Гекуба - Страница 2
Это ты больной, подумал Мирон, но вслух произнес: "Очень может быть. Но идеи его достаточно здоровы. А для нас с тобой это главное." 2.
Давид Зац вышел в просторную прихожую своего оффиса на семнадцатом этаже, кивнул элегантной секретарше за столом с умопомрачительным компьютером и нажал кнопку вызова лифта, дверь шахты которого выходила прямо в оффис.
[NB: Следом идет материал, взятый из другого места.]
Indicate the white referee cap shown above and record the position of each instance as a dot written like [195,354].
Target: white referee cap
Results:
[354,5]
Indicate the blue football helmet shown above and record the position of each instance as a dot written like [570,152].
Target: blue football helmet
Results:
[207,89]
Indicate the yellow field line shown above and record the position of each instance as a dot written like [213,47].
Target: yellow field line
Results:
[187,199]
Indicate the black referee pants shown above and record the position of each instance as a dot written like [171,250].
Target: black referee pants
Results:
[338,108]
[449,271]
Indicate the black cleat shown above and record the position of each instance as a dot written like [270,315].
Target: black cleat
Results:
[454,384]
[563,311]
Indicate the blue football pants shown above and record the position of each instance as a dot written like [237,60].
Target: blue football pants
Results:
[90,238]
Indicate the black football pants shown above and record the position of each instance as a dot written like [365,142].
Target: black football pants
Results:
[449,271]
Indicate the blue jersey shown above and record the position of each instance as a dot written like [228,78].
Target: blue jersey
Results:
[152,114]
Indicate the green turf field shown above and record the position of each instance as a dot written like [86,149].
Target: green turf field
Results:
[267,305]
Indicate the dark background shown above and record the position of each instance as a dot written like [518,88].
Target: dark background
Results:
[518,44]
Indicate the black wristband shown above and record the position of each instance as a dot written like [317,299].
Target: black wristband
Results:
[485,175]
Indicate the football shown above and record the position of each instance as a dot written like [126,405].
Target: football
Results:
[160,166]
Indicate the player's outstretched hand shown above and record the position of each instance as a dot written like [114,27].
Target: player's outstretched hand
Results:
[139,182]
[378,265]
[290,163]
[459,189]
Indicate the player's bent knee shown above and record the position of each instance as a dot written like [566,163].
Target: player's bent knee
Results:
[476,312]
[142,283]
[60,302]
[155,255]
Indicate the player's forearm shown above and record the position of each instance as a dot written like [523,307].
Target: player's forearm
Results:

На стоянке у отеля, целый этаж которого занимала фирма Заца, он вызвал к жизни свой "понтиак", опустился на мягкое сидение упруго просевшего лимузина и покатил по богатым улицам престижного города деловых людей. Человек, живущий в своей стране, ехал на своей машине по своей улице из своего офиса к себе на виллу
В его стране был установленный раз и навсегда порядок, при котором не было и речи о кражах или рекитерах, ночном шуме или автомобильных пробках. Здесь не было ни одного теракта, сотрясавших в последнее время вроде бы ту же страну, но для других. И вовсе не потому, что боевикам тут противостояло нечто электронное или суперактивное. Просто здесь жила и работала та самая элита, трогать которую арабам себе дороже. Взорви они в какой-нибудь Нетании, не говоря о поселениях, хоть десять школ, тут и ухом не поведут. Но ткни на этих ухоженных улицах но-жом хоть кота, последствия будут самые неприятные. Ибо именно тут, при любой расцветке кнессета, жили настоящие хозяева региональной сверхдержавы, способ-ной одним пальцем загнать в бутылку самых самоуверенных шейхов и их покровителей в любой сопредельной стране. Не смотря на счета в иностранных банках и умопомрачительные страховые полисы, у этих людей все было схвачено здесь, а отнюдь не на Уолл-Стрите. Им было, что терять вместе с Израилем.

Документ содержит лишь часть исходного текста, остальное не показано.